Dito, beber Tukinah, sempat mengikuti jejak kedua kakaknya. Ia pernah masuk seminari. Namun, langkahnya terhenti di postulat. “Burung perkutut di kurung di rumah (orang) menginginkan suaranya,” terang Tukinah menjelaskan arti mimpi itu. “Pantas, Dito (berada) di rumah. Ia seorang musikus. Selain memberi les (musik) di rumah, ia aktif mengiringi (musik) di gereja dan lingkungan-lingkungan,” lanjutnya.
Selubung duka sempat membungkus Tukinah-Sumedi. Saat mengandung anak keenam, Tukinah mengalami miskram saat rahimnya berusia tiga bulan. Sebelum kejadian itu, ia sudah menamai calon bayinya, Mikael Sutomo.
Anak-anak sempat bertanya kepada dirinya, mengapa sang ibu begitu yakin jenis kelamin anak dalam kandungan laki-laki, padahal belum terindentifikasi. Ia menjawab dengan yakin, bayi itu laki-laki. Tanpa anak-anaknya tahu, saat itu ia juga bermimpi tentang burung. Tukinah yakin, dari tiga mimpi terdahulu soal burung, dan anak-anak yang keluar dari rahimnya adalah laki-laki, maka ia menyimpulkan, anaknya yang berada dalam kandungan kemudian itu juga laki-laki. “(Bedanya) kalau yang lain burung di dalam sangkar, kalau yang ini (burung ada) di dalam tanah, sayapnya tak berdaya.”
Maria rupanya tahu bahwa usia anak dalam rahimnya itu tak berumur panjang. Dari mimpi itu, Tukinah seakan telah mempersiapkan kehilangan yang bakal ia dan suami tanggung.
Akhir 1979, Tukinah- Sumedi bersama seluruh anak mereka ke Sedayu. Suami istri ini memutuskan balik ke kampung halaman demi mendapat pendidikan terbaik bagi buah hati mereka. Pada masa itu, menurut Tukinah, di Merauke belum ada universitas. Di tanah Jawa, Tukinah mendapat anugerah dua putri. Dua putrinya menjadi dokter, dan seorang bekerja di UNICEF.
Tukinah mengakui, sejak putra sulungnya masuk seminari, ia dan sang suami rajin berdoa dan berpuasa. Mereka menuruti dan mendukung panggilan putranya. “Kami doa malam, Rosario, dan Misa. Saya juga puasa, mengurangi garam setiap Senin dan Kamis,” ungkapnya.
Diberitahu Tetangga
Setelah sekian tahun bersama, Tukinah kembali berpisah dengan suami. Kali ini untuk selamanya. Hatinya sedih. Namun, siapa yang bisa berpaling dari kehendak Yang Kuasa? Bertepatan dengan peringatan 40 hari kepergian sang suami, Romo Sunarko mendapat pesan singkat dari Nunsius Apostolik Vatikan untuk Indonesia pada waktu itu, Mgr Antonio Guido Filipazzi. Romo Sunarko ditunjuk Paus sebagai Uskup Pangkalpinang.
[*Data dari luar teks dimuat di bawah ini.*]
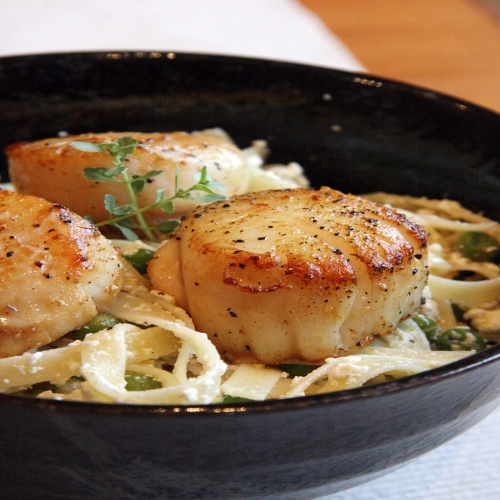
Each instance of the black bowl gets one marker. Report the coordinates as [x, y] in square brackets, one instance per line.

Tukinah tak mengetahui hal itu. Ia baru mendapat informasi tersebut setelah diberitahu tetangga. Tukinah tak langsung mengamini berita itu. Ia menelpon putranya demi memastikan kabar yang diterima. Romo Sunarko membenarkan berita yang diterima sang ibu. “Sedih, terharu, sekaligus bahagia. (Saya) bangga dan selalu mendoakannya supaya tetap kuat dalam panggilan,” ungkap Tukinah. “Bila Bapak masih ada pasti bahagia sekali.”